Really, think about it. How often have you thought about your pelvis? Men, how many times to do you stand in front of the toilet and feel thankful that your muscles are relaxing right as your bladder contracts to empty? Ladies, how many times do you have sex and thank your muscles for stretching and contracting to help sex feel good for you? How many times do you walk up stairs and recognize that your muscles are perfectly supporting all of your joints around your pelvis to help you take those steps without pain? Unless you have a problem with your pelvis, you probably have answered “never.” Don’t feel bad. You’re not alone. Most people don’t recognize the fascinating complex structures within their pelvis until they have problems with it. And at that point, it can feel like a dark hole—complicated and unknown. That’s where we come in!
First and foremost, you must understand the role of the pelvis and the muscles at the base of our core.
These beautiful muscles (clearly, a pelvic PT bias 😉 ) serve many roles including sphincteric control, supporting the pelvic organs, stabilizing the pelvis as part of the core, and improving sexual function.
Most of the patients we treat are familiar with the role of the pelvic floor in maintaining continence (not leaking). These muscles wrap around the urethra, rectum, and vagina (in females), and in order to maintain continence of urine and feces, they must contract. Conversely, in order to completely empty our bowels and bladder they MUST fully relax. When the muscles do not function properly–whether they aren’t contracting well or aren’t relaxing well– we see problems in both urinary and/or bowel function. A pelvic floor therapist can help you to coordinate these actions to facilitate complete emptying and achieve continence if necessary.
Secondly, the muscles of the pelvic floor support the bladder, rectum, and in females, the uterus. When these muscles are weak, patients are at increased risk for pelvic organ prolapse (POP). POP occurs when the fascia, ligaments and muscles of the pelvic floor no longer support the pelvic organs resulting in the drop (prolapse) of the pelvic organs from their normal position (FDA). People can develop prolapse of the uterus, bladder, rectum or small intestines. According to Varma et al. “Women aged 50 and older are 6 times as likely as men to present with rectal prolapse. Although it is commonly thought that rectal prolapse is a consequence of multiparity, approximately one-third of female patients with rectal prolapse are nulliparous. The peak age of incidence is the seventh decade in women, whereas the relatively few men who have this problem may develop prolapse at the age of 40 or less”. Some risk factors for POP include childbirth, the aging process, genetic predisposition, connective tissue disorders, obesity and frequent constipation.
In regards to stabilization, the pelvic floor muscles are essential.

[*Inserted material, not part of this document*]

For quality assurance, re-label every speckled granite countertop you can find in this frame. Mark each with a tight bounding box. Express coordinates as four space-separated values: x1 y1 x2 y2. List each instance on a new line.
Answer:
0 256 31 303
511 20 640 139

This muscle group sits at the base of the pelvis and works in harmony with the diaphragm (breathing muscle), transverse abdominus (deep core stabilizer), and multifidus to provide stability prior to and during movement. This combination of muscles work sort of like a soda can to maintain a pressurized pelvis and core to allow for stability of the lumbopelvis. We wrote more about this role of the pelvis in our post, here.
Lastly, the muscles of the pelvic floor play a crucial role in sexual function. We will post more about this at a later time, but for now, know that the pelvic floor is important in women to stretch and allow for penetration and also to contract to provide pleasure and orgasm. In men, the pelvic floor contracts to assist in erection and relaxes to allow for ejaculation.
There you have it! We hope this blog post helps you to better understand how these muscles function.